With Covid-19, it was straightforward enough to guess that, at worst, it’d level out when the whole population was exposed (and in practice, it usually leveled out well short of that, as people changed their behavior in response to overwhelmed local hospitals and spiking illness rates). At what point will solar capacity level out? That’s hardly an easy question to answer, but the IEA seems to have done a spectacularly bad job of answering it; they would have been better off just drawing a straight trend line.
There is no substitute for hard work
I think about this a lot when it comes to AI, where I keep seeing people posting dueling variants of these two concepts. So far, making AI systems bigger has made them better across a wide range of tasks, from coding to drawing. Microsoft and Google are betting that this trend will continue and are spending big money on the next generation of frontier models. Many skeptics have asserted that, instead, the benefits of scale will level off — or are already doing so.
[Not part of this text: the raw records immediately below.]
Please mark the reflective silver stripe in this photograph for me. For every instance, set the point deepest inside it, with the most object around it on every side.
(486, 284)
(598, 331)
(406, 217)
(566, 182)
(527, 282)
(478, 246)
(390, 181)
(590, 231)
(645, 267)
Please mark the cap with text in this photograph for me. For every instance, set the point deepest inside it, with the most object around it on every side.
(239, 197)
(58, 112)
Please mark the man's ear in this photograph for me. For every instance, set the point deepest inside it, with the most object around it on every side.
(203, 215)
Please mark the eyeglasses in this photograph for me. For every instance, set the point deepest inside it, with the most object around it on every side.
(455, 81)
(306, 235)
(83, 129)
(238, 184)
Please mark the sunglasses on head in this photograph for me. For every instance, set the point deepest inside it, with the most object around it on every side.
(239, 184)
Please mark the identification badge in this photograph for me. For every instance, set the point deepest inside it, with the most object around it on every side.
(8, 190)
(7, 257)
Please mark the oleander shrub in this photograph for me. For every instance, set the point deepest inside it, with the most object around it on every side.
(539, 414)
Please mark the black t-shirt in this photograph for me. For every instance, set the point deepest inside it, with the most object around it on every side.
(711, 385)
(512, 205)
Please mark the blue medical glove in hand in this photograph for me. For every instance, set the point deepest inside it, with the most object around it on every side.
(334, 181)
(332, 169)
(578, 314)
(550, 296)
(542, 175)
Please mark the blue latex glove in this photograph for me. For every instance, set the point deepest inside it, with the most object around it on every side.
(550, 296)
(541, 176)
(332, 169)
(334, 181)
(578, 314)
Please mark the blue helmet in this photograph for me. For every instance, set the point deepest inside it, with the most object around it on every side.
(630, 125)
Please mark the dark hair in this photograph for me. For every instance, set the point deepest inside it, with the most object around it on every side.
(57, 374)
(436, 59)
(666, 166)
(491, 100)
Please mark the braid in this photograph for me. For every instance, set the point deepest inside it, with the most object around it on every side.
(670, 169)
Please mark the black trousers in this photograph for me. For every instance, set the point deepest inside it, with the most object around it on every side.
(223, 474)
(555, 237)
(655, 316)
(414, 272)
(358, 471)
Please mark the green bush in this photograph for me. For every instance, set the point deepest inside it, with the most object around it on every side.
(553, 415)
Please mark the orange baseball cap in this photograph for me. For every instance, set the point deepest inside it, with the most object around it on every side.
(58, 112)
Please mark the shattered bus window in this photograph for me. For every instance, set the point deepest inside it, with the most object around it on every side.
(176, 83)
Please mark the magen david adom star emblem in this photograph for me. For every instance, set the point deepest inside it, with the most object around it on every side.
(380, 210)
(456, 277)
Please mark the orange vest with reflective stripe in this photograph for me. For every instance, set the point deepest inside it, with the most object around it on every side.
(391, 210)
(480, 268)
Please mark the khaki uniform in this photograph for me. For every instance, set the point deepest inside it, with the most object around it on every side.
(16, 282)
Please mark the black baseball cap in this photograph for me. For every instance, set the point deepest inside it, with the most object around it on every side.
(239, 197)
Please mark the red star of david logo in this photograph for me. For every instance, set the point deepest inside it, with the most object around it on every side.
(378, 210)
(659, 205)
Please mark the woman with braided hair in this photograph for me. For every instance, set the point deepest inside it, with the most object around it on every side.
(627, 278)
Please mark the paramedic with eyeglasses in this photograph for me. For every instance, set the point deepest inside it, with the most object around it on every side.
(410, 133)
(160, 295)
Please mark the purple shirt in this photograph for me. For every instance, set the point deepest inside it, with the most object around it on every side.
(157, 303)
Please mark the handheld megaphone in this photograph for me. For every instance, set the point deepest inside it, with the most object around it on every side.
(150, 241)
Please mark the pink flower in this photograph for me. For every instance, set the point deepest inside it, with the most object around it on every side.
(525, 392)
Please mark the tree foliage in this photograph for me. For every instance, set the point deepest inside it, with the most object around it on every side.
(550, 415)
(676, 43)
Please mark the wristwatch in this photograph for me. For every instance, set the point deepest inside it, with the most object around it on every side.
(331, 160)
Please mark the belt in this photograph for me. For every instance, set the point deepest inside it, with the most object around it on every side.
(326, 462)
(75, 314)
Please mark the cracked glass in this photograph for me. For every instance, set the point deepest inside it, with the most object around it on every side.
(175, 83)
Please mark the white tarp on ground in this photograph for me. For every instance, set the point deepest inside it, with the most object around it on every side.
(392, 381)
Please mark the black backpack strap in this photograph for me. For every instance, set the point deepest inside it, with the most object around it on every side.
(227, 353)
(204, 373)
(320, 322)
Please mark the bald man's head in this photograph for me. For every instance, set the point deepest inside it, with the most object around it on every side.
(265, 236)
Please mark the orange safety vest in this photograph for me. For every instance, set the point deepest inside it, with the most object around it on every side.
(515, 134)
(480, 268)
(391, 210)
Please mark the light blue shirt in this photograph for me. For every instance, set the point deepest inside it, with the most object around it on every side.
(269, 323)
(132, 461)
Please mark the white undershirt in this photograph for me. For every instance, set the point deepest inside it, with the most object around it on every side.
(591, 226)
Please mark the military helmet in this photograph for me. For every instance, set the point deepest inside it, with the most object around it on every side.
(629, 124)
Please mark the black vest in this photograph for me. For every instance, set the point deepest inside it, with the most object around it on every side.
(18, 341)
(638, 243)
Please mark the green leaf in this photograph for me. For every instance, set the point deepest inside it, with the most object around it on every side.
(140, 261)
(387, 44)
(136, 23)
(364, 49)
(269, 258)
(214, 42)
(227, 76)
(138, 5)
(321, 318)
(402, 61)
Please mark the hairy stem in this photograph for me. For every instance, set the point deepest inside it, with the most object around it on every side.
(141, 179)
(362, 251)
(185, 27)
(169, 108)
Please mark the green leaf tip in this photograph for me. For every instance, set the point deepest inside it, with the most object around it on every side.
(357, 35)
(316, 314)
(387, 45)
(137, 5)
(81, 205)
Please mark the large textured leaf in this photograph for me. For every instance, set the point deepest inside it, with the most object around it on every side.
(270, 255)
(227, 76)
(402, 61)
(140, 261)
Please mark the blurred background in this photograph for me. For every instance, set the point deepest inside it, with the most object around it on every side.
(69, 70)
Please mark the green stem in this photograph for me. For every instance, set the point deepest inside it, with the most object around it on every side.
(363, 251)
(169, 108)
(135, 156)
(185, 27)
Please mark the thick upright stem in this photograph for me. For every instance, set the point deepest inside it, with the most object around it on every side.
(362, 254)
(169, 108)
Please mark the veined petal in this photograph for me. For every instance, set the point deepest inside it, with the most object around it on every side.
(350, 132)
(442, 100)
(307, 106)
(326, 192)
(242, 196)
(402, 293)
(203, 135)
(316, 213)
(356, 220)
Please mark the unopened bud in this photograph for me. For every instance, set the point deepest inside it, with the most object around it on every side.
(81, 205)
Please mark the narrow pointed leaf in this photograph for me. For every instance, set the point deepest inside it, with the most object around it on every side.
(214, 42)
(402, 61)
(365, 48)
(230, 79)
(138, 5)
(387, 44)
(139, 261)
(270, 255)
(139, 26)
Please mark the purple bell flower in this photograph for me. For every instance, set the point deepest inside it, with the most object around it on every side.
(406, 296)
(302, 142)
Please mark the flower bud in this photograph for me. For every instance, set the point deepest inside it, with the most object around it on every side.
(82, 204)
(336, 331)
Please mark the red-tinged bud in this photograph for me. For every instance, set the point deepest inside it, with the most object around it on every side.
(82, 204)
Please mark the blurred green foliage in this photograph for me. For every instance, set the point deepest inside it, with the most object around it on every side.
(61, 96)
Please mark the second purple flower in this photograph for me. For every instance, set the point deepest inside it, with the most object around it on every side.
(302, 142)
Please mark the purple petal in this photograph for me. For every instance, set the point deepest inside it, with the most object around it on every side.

The people who most strongly defend returns to scale argue that their critics are playing the IEA game — repeatedly predicting “this is going to level out any minute” while the trend lines just go up and up. Their critics tend to accuse them of resorting to dumb oversimplifications that current trends will continue, hardly more serious than “my baby will weigh 7.5 trillion pounds.”
Who’s right? I’ve increasingly come to believe that there is no substitute for digging deep into the weeds when you’re considering these questions.
To anticipate that solar production would continue rising, we needed to study how we manufacture solar panels and understand the sources of the ongoing plummeting costs.
The way to predict how Covid-19 would go was to estimate how contagious the virus was from the early available outbreak data and extrapolate the odds of successful worldwide containment from there.
In neither case could you substitute broad thinking about trend lines — it all came down to facts on the ground. It’s not impossible to guess these things. But it’s impossible to be lazy and get these things right. The details matter; the superficial similarities are misleading.
For AI, the high-stakes question of whether building bigger models will rapidly produce AI systems that can do everything humans can do — or whether that’s a lot of hyped-up nonsense — can’t be answered by drawing trend lines. Nor can it be answered by mocking trend lines.
Frankly, we don’t even have good enough measurements of general reasoning capabilities to describe the increases in AI capabilities in terms of trend lines. Insiders at labs building the most advanced AI systems tend to say that, as they make the models bigger and more expensive, they see continuing, large improvements in what those models can do. If you’re not an insider at a lab, these claims can be hard to evaluate — and I certainly find it frustrating to sift through papers that tend to overhype their results, trying to find out which results are real and substantive.
But there’s no shortcut around doing that work. While there are questions we can answer from first principles, this isn’t one of them. I hope our enjoyment of batting charts back and forth doesn’t obscure how much serious work it takes to get these questions right.